The article cited above specifies the human-edible crops fed to animals. Apologists for the animal foods industry are keen to emphasize this distinction because it turns out that most of the feed livestock consume—as much as 86 percent—is not edible for human consumption.[3] They argue that livestock are good sources of nutrition because they convert non-edible materials into edible meat.

The flaw in this argument is obvious: We don’t need to set aside so much land or produce so much non-edible biomass in the first place. It’s not as if the food fed to livestock is destined to either A) become feed or B) go wasted. To focus so much on this 86 percent figure, as if non-edible livestock feed will exist regardless of what we choose to eat, is a false dilemma fallacy. It ignores many other possibilities, especially transitioning non-edible crop production into edible crops.

Even if a significant proportion of grazing land is unsuitable for growing crops, the amount we could convert to cropland is more than sufficient to drastically increase global food supplies. Consider how much food eaten worldwide already comes from less than a quarter of all agricultural land: more than 80 percent of the total calorie supply comes from plant-based foods.
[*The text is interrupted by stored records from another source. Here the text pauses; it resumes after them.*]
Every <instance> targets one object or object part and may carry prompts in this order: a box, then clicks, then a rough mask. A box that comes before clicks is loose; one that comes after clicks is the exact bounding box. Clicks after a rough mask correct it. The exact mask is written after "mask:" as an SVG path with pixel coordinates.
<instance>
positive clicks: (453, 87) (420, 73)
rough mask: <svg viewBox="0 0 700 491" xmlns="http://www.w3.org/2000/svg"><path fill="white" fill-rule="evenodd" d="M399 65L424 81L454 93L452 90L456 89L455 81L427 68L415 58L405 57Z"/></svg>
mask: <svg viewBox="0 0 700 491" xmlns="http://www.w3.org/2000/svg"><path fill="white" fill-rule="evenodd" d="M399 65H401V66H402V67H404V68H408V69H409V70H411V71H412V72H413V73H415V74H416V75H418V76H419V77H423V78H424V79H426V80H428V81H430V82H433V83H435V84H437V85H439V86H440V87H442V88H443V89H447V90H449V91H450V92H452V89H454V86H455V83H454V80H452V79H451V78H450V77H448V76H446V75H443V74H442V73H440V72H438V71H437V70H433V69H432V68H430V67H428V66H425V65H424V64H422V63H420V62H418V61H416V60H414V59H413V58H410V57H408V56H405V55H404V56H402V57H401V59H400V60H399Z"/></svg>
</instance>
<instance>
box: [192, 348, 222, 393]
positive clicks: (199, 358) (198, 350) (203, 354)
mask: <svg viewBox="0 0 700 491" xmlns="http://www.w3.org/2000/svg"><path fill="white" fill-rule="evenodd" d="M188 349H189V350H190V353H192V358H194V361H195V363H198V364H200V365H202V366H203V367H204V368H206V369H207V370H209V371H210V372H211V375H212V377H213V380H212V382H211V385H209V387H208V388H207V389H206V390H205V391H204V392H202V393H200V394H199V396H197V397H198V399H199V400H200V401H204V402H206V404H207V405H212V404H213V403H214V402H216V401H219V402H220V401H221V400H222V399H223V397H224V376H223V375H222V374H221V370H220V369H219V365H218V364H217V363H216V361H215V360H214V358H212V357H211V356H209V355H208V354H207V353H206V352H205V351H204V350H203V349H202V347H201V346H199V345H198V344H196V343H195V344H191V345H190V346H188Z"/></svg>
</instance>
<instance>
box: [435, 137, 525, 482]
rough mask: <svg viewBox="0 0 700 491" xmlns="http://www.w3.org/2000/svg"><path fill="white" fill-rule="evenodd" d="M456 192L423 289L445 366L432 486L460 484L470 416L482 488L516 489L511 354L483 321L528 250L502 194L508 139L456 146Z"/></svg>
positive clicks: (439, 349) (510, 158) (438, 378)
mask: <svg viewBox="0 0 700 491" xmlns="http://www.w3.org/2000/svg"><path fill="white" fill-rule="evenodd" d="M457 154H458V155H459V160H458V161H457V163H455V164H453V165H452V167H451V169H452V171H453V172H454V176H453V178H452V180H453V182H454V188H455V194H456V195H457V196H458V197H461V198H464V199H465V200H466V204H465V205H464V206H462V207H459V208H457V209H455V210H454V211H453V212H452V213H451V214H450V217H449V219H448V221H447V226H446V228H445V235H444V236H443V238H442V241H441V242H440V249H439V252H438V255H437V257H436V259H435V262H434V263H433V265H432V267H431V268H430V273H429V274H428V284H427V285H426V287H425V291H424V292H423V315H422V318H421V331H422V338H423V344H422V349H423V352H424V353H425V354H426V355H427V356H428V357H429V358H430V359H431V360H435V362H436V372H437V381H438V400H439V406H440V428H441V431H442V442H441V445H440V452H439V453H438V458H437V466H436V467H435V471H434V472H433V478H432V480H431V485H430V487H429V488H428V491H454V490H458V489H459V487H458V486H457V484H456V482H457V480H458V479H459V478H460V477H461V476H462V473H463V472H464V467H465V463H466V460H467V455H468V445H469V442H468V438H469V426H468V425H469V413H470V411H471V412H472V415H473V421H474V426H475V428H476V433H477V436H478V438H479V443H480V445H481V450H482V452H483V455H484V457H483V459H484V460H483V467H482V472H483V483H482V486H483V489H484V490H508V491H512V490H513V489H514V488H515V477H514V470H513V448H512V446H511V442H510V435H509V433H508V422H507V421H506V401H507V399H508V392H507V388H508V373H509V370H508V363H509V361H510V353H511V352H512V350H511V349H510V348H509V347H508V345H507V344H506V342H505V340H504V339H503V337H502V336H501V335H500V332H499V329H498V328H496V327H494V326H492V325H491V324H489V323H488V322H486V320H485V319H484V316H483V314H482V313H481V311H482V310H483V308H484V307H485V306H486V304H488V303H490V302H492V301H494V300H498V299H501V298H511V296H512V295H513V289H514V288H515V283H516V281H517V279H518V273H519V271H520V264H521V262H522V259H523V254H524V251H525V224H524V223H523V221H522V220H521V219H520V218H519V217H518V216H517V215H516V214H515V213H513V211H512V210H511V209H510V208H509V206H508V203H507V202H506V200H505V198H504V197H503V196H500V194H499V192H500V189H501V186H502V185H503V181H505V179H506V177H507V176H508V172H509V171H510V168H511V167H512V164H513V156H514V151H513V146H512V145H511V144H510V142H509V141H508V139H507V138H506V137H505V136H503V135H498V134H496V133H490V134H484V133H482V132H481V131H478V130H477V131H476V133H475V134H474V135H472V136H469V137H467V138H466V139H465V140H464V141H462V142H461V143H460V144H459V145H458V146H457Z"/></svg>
Researchers estimate that about 700 million hectares of grasslands currently used for livestock could be converted to cropland.[3] That’s about 1.73 billion acres of cropland—an area nearly as large as the 48 contiguous United States. Now, add to that the crops that are edible for humans plus the cropland currently producing non-edible feed. With such an increase in food supplies, we could easily support a growing population while also rewilding grasslands unsuitable for growing food, promoting the return of biodiversity and facilitating carbon sequestration.

Call It What It Is: Wasted Food

The wastefulness of producing animal-based foods has been well-known for decades. More than 25 years ago, Cornell ecologist David Pimental reported on the nearly 800 million people who could be fed the grain given to livestock.[4] And that doesn’t account for the additional benefits of transitioning toward sustainable plant-based agricultural systems.

You might wonder about food waste. If we could reduce food waste, might the profligacy inherent to our food production systems be less consequential?

There’s no question that food waste is a huge issue. Estimates show that one-fourth of food calories are lost or wasted before consumption.[1] We should advocate for eliminating this waste as much as possible. But in the meantime, shouldn’t the food waste discourse also be expanded to include a more thorough critique of animal agriculture? If the inefficiencies of this system are as reckless as the data suggest, then shouldn’t the edible animal foods in our fridge receive at least as much scrutiny as the spoiled veggies?


  1. Foley J. A five-step plan to feed the world. National Geographic; The Future of Food. Accessed October 5, 2023.
  2. Berners-Lee M, Kennelly C, Watson R, Hewitt CN. Current global food production is sufficient to meet human nutritional needs in 2050 provided there is radical societal adaptation. Elementa: Science of the Anthropocene. 1 January 2018; 6 52. doi:
  3. Mottet A, de Haan C, Falcucci A, Tempio G, Opio C, Gerber P. Livestock: On our plates or eating at our table? A new analysis of the feed/food debate. Global Food Security; September 2017:14(1-8). doi:10.1016/j.gfs.2017.01.001
  4. Cornell Chronicle. U.S. could feed 800 million people with grain that livestock eat, Cornell ecologist advises animal scientists. August 7, 1997.